Does Jamie Peacock fancy a crack at rugby league’s top job?

Correspondent

One of the most interesting parts of Super League’s opening weekend came not on the pitch, where Leeds, Huddersfield and – for 20 minutes at least – Warrington all impressed, but in a newspaper column.

Writing in The Times, Jamie Peacock took up the paper’s ‘Saturday Soapbox’ to give his views on the state of the game in World Cup year.

Peacock’s efforts went widely unreported due to them being hidden behind a pay-wall.

But from this vantage point at least, they looked distinctly like a man firing a first warning shot to the sport’s leaders.

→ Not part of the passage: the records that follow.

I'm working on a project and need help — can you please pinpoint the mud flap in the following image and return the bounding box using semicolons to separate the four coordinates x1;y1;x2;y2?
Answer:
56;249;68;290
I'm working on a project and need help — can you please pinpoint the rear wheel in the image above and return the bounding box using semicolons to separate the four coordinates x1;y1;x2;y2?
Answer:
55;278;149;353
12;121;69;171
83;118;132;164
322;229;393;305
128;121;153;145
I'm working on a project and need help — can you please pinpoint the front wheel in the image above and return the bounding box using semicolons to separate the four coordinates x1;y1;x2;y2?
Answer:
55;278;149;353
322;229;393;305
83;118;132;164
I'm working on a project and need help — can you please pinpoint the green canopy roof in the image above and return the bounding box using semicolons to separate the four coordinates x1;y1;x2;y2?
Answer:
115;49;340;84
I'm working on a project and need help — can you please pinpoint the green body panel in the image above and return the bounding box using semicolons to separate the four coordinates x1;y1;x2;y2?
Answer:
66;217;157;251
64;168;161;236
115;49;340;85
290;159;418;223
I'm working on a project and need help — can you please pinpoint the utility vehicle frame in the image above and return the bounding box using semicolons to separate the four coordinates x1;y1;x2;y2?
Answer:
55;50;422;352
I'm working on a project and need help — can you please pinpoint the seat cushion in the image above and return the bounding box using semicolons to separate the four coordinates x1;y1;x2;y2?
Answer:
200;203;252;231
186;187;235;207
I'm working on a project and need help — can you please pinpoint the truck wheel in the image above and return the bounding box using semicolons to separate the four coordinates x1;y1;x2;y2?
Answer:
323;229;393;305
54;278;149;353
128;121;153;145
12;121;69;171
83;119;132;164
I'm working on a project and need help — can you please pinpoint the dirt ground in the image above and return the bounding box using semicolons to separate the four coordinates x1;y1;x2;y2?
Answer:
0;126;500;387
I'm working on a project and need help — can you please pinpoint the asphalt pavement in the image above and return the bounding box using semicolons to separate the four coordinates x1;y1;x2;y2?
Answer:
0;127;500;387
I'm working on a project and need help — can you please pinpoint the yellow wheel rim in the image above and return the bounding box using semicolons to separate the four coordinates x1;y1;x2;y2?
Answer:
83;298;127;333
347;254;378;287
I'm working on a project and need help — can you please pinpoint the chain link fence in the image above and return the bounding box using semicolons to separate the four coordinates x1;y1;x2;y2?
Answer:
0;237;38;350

The overall message was to urge positivity as the World Cup approaches. “It’s a glass half-full season,” he wrote.

But when someone as intelligent, passionate and deep-thinking as Peacock describes 2013 as ‘make or break’, maybe it’s time to start listening. “If we don’t get it right,” warned the former England captain, “there are enough cracks to cause lasting damage.”

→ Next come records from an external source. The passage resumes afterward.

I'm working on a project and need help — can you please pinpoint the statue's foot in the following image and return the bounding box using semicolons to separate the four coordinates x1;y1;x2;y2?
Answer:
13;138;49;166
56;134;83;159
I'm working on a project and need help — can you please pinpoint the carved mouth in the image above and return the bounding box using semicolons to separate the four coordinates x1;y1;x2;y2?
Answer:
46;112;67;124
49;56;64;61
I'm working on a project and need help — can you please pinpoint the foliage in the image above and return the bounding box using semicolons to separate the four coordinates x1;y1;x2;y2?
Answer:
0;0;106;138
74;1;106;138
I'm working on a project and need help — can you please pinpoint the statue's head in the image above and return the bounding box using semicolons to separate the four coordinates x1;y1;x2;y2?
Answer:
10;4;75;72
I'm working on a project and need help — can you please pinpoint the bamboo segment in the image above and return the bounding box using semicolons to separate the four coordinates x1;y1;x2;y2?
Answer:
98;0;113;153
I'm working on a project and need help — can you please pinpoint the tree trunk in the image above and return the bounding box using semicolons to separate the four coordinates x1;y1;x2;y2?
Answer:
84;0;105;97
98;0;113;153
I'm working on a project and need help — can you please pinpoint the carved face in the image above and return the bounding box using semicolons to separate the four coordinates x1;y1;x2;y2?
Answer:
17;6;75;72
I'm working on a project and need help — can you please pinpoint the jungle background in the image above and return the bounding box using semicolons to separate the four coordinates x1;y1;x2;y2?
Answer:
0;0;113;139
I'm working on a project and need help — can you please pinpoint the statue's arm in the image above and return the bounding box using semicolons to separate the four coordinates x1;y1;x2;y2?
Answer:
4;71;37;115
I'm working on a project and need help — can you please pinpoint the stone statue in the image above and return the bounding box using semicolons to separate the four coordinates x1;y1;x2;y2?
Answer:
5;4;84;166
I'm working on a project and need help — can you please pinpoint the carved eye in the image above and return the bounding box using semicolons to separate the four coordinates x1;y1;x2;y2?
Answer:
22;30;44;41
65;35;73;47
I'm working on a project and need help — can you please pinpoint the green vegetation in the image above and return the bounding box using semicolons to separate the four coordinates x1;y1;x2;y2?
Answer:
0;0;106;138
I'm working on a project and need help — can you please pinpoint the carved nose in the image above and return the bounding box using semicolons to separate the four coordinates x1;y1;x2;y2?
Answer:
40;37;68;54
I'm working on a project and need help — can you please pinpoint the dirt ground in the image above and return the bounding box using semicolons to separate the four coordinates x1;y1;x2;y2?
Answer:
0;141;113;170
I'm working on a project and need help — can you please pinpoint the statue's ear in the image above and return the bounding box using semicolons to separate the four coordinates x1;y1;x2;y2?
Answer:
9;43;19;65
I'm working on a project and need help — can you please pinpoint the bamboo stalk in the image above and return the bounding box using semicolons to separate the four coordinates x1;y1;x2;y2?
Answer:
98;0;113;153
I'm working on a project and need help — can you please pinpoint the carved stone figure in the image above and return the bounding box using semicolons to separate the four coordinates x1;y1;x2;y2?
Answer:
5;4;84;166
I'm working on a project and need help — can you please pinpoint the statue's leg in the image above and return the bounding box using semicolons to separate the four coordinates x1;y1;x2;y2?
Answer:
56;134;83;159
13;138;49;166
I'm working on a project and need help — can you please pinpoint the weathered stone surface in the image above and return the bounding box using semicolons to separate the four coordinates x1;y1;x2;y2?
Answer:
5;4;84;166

He added: “When I eventually hang up my boots, I’ll be seeking an administrative role… as an administrator you can shape the sport.

“I’m part of a generation… who feel it’s important that people who have played at the highest level are helping to run the game. We need to know what the sport is going to look like in ten years’ time. I don’t see a long-term strategy with the RFL. The sport picked itself up after a fairly disastrous 2000 World Cup, but is leading a hand-to-mouth existence.”

Remember, this was the England captain less than a year ago. When someone with such status is openly saying things like that, Nigel Wood should be feeling particularly uncomfortable.

The biggest challenge for any player wanting a major administrative role would be getting to grips with the internal politics at Red Hall and the RFL’s relationships with Super League clubs.

But if Peacock – or any of his peers – managed to master that, the next few years could be particularly interesting.

Would you like to see Peacock take a leading role at the RFL? Drop your comments in the box below.

Two days since the new match officials’ shirt was last seen in public, have your eyes stopped bleeding yet?

They look like one of those magic eye pictures that were all the rage in the 90s – but in the colours of the psychedelic vomit produced by the luminous drinks that teenagers seem to have a particular attraction to.

Who designs them? Who adds those colours and thinks ‘yeah, that looks good’?

And who, when the shirts have actually been produced, still persists with them – presumably in the belief they’ll attract something other than mockery? 

Rugby league referees have got a hard enough job without unnecessary stupidity like this.

Finally, a quick word on BBC commentator David Oates, who died on Sunday, aged 50.

Despite being on nodding terms for a decade or so, I only got to know David properly over the last six months. It turns out he was brilliant company. We’ll all miss him.